Dans votre livre, vous racontez que votre frère militait pour la reconnaissance de ses propres erreurs…
Oui, personne n’a voulu reconnaître ses erreurs. Nous n’avons pas eu non plus la moindre main tendue, le moindre mot de compassion. L’hôpital s’est transformé en parti politique. Nous sommes censés être à l’heure de la transparence, on est censés gagner en humanisme, et on a assisté à des comportements régressifs et obscurantistes qui ne rendent pas hommage à la dignité et à la fonction de médecin. L’hôpital et certains médecins du CHU se sont conduits comme de vulgaires politiques.
Est-ce que ce genre d’affaire peut participer à faire évoluer l’hôpital dans le bon sens ?
Je constate qu’il y a de plus en plus d’affaires liées à des erreurs médicales qui sortent dans les médias. Je reçois beaucoup de témoignages de personnes qui ont connu dans leur famille des situations similaires. Est-ce que cela veut dire qu’il y a de plus en plus d’erreurs médicales ? Je n’en sais rien.
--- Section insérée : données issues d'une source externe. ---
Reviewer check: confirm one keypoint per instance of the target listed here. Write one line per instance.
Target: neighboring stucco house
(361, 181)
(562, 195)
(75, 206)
En revanche, c’est le rôle des politiques de prendre en charge cela.
Dans le cadre du décès de mon frère, le politique s’est tu. Que cela soit la direction de l’hôpital, l’ARS ou le ministère de la santé, personne n’a répondu présent. Et ça, ce n’est pas normal. Car ce sont eux qui doivent faire évoluer les mœurs de l’hôpital, sur le plan du droit et de la bonne pratique. J’en appelle donc aux politiques. Ils doivent faire bouger les choses et ne pas se cacher sous la poussière du tapis.